Schenk: Exactly. I’ll tell you, the linens, they get me because I worked in a restaurant many, many years ago where generally in restaurants, you contract out the linens, like the tablecloths and napkins, and so like once a week, whatever, the linen company comes in, takes the linens and drops off the cleaned, pressed linens in the little foldies, the little folded stacks or whatever, and the nursing home – I’m sorry, the restaurant owner was like, “I don’t want to do this. I think I can do it cheaper by just having a couple non-commercial washing machines,” and he tried to wash all these napkins and stuff, and obviously that didn’t work out. It was terrible. They didn’t get cleaned but they were still trying to use them, and I can only imagine that this probably happens in the minds of some of these administrators – I can save some dollars by cutting corners on these linens, maybe not laundering them as often as they should. By saving 10 and 15 cycles in a year, that equates to X amount of dollars. And that’s a lot of times how these companies think and that can lead to problems.
Richard: Yes. And that’s again the thing with the infection control and prevention.
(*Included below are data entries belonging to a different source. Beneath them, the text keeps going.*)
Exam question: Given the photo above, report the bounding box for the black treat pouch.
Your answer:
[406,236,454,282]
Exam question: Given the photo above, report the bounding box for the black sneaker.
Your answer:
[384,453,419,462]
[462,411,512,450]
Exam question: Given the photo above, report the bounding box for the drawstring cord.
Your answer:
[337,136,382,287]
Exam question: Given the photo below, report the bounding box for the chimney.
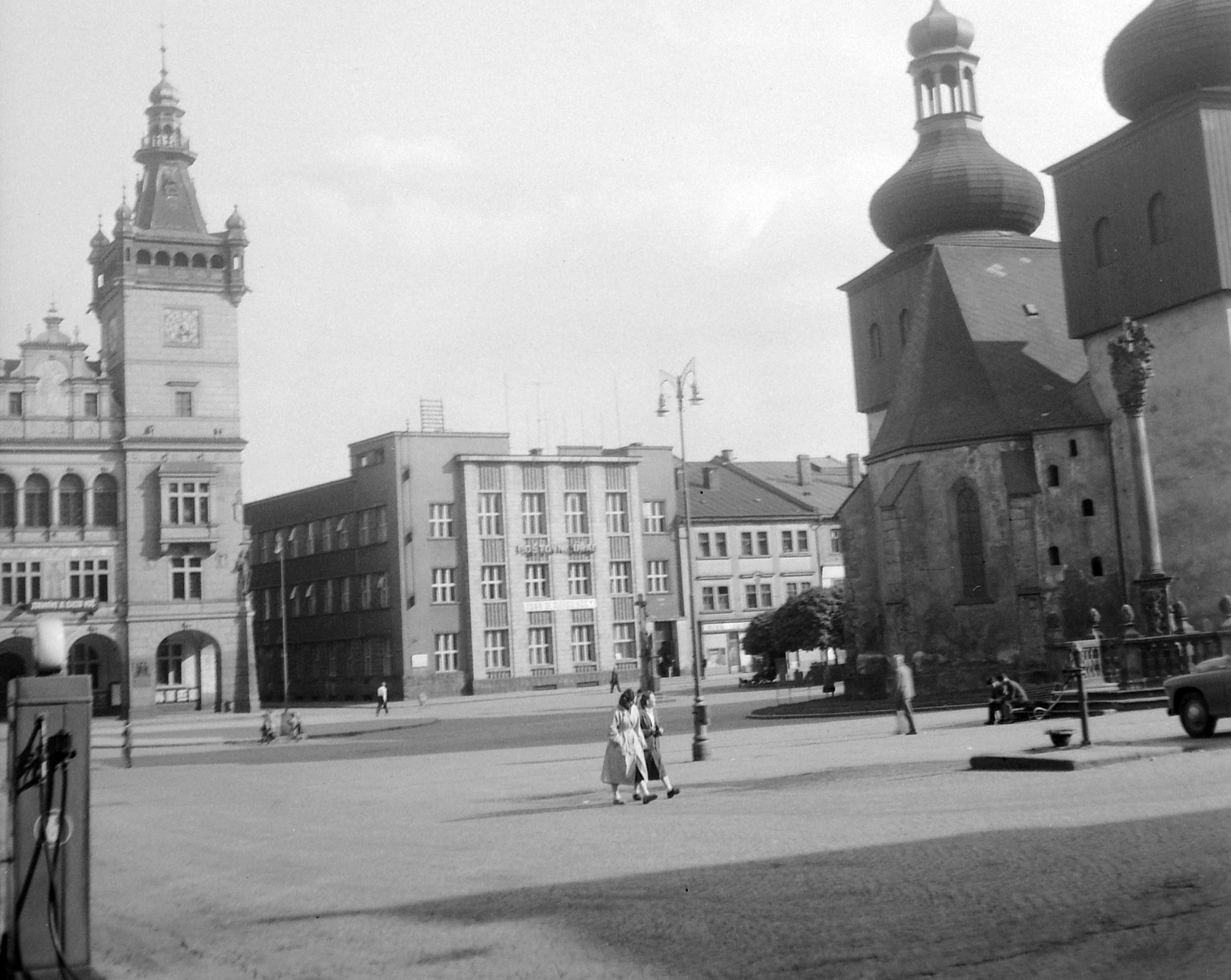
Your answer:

I mean a lot of it is just basic handwashing, and it just drives me nuts to think that we need to really explain this to people, especially people who are providing this care that you need to wash your hands after you go to the bathroom or touch someone else’s bowel movement, etc. But you’re so right – you don’t need to go in necessarily with a magnifying glass every day, but when you are there in the facility, look around. Do you see holes in screens? That’s where bugs can come in. If you see the sheets have not been cleaned, if you see that the floors are dirty and not yet cleaned – those should be really strong signals that there’s a problem.
Schenk: And I don’t know if you find this in your research, Richard, but is that something that when a surveyor comes, I don’t feel like they’re really looking at that, like linens or infection control type stuff? Very rarely do I see in complaints, “Okay, observed CNA not washing hands,” or whatever. I didn’t know if that was your experience as well.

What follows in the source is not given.